(dissenting).
I think the decree should be affirmed.
The claims of the first Schick patent, here involved, do not call for a flexible shearplate. Claim 1 describes a shaving implement comprising a shearplate “of extreme thinness”, and means for holding the parts to insure the supporting of the plate against flexing by means of the cutter. Claim 4 provides for “a shearplate supported against external pressure by the cutter”. Claims 13 to 17, inclusive, make no mention of flexibility.
It seems obvious that Schick’s device would not operate successfully if the shear-plate should actually collapse or substantially flex in use. Hence the patent provides for means to prevent a degree of flexing which might otherwise result from the extreme thinness of the shearplate. The purpose of having a thin shearplate was to permit of a close shave, not to allow flexing.

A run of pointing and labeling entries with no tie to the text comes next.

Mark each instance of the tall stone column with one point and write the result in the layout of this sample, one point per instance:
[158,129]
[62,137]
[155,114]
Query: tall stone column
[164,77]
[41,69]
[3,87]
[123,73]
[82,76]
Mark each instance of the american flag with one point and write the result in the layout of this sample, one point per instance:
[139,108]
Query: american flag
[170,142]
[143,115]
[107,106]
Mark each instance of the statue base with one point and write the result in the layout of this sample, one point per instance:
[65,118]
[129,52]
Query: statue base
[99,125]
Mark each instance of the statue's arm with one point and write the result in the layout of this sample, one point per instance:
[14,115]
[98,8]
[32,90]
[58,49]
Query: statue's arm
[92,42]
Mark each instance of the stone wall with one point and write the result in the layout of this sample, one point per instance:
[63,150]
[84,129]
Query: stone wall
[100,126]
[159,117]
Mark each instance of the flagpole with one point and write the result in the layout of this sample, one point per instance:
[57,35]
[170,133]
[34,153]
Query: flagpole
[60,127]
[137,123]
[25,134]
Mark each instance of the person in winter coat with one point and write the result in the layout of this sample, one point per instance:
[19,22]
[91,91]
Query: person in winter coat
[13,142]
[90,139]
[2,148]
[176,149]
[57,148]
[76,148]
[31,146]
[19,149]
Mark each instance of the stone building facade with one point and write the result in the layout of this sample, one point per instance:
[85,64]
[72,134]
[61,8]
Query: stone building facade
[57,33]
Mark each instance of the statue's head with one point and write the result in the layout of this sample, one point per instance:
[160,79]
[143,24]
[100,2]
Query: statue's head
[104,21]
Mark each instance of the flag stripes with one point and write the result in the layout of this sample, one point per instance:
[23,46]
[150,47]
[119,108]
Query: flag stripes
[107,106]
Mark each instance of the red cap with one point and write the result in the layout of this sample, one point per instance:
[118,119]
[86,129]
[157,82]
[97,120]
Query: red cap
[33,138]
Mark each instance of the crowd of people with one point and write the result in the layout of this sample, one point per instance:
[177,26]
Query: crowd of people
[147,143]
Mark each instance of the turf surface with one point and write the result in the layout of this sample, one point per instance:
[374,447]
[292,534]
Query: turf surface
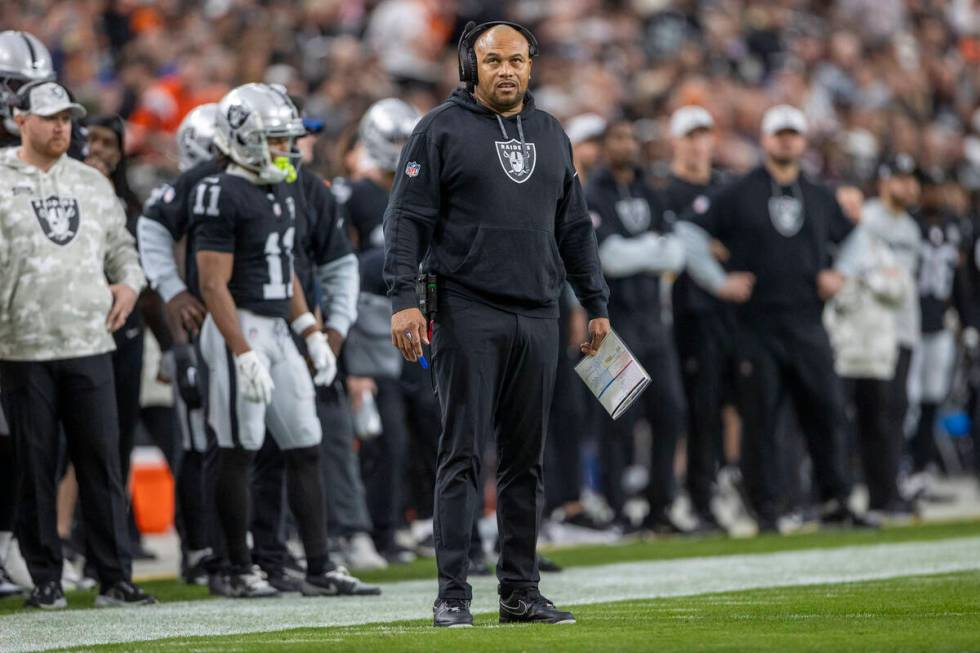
[922,613]
[668,548]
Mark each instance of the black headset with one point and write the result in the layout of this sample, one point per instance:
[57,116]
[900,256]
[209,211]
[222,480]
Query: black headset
[467,55]
[22,97]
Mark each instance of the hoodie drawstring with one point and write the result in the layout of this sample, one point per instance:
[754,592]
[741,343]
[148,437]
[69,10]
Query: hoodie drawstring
[520,131]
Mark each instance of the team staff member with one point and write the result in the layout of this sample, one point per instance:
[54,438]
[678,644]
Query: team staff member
[702,324]
[779,227]
[486,186]
[635,252]
[62,234]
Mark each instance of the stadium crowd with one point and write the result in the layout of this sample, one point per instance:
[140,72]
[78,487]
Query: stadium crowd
[667,106]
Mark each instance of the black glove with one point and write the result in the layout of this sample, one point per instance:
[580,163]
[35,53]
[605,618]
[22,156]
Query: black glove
[187,377]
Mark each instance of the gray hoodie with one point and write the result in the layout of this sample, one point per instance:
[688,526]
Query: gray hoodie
[63,240]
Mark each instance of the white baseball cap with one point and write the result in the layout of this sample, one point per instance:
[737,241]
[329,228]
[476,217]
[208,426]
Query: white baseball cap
[50,98]
[687,119]
[783,117]
[585,127]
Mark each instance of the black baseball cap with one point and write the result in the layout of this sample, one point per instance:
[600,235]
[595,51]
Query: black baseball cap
[897,165]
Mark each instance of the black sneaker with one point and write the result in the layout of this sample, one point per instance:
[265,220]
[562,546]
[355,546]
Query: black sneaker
[452,613]
[122,593]
[249,585]
[47,596]
[337,582]
[283,581]
[7,585]
[478,567]
[528,606]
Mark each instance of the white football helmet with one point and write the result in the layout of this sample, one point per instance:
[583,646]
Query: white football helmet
[23,59]
[196,135]
[384,130]
[246,118]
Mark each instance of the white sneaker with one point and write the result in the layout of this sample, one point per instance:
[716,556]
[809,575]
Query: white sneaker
[361,553]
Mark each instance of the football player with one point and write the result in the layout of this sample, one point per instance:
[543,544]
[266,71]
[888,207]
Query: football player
[245,230]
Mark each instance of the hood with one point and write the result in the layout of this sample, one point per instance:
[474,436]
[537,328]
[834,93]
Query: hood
[465,99]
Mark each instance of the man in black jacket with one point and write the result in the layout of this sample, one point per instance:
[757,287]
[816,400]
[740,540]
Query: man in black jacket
[781,229]
[486,190]
[635,252]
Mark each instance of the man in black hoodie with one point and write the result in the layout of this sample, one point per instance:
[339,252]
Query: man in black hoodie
[487,192]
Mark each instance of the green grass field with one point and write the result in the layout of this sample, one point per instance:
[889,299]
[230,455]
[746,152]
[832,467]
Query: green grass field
[928,612]
[925,613]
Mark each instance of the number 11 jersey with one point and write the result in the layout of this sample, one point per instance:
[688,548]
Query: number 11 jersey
[257,224]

The novelty of the patented device is that, when the instrument is pressed against the face in shaving, the skin enters the slots in the shearplate to the point where the inner, or cutting, surface of the shear-plate encounters the cutter underneath it. The latter is a series of parallel blades moving transversely of the slots in the shearplate. This principle is quite clearly developed in claims 13 to 17. These claims are quoted in the majority opinion and need not be repeated here. In the implement described, the skin actually enters the slots but does not pass above the rear surface of the shearplate, whereas the hairs do. Thus the cutting edge formed by the shearplate and the movable cutter underneath is practically flush with the skin, and a close shave results without laceration of the skin.
The specifications require a shearplate thin enough, in relation to the width of the slots, to produce this result. Whether such a shearplate would flex under the pressure of shaving would depend somewhat upon the length of the blades and upon the material of which the plate is made. While the specifications repeatedly refer to the matter of flexing, it seems plain that the references are intended to indicate flexing as a probable consequence of the thinness of the shearplate. Means are indicated in the patent to prevent this undesired flexing. I think the specifications are not fairly to be construed as requiring a shearplate which would collapse on pressure.
*706In any event, the invention is measured by the claims of the patent, not by the specifications. Smith v. Snow, 294 U.S. 1, 55 S.Ct. 279, 79 L.Ed. 721. There are other claims, not here involved, which seem expressly to call for a shearplate thin enough to flex. Where a patent contains bo'th broad and narrow claims and the suit is upon the former, the court will not regard them as limited by the narrower claims. Kennedy v. Trimble Nurseryland Furniture Co., 2 Cir., 99 F.2d 786, 788; Electric Machinery Mfg. Co. v. General Electric Co., 2 Cir., 88 F.2d 11, 16.
It seems to me that the novel device claimed in the Schick patent is described and the manner of using it indicated in terms of sufficient exactness to enable one “skilled in the art to make, construct, compound and use the same”.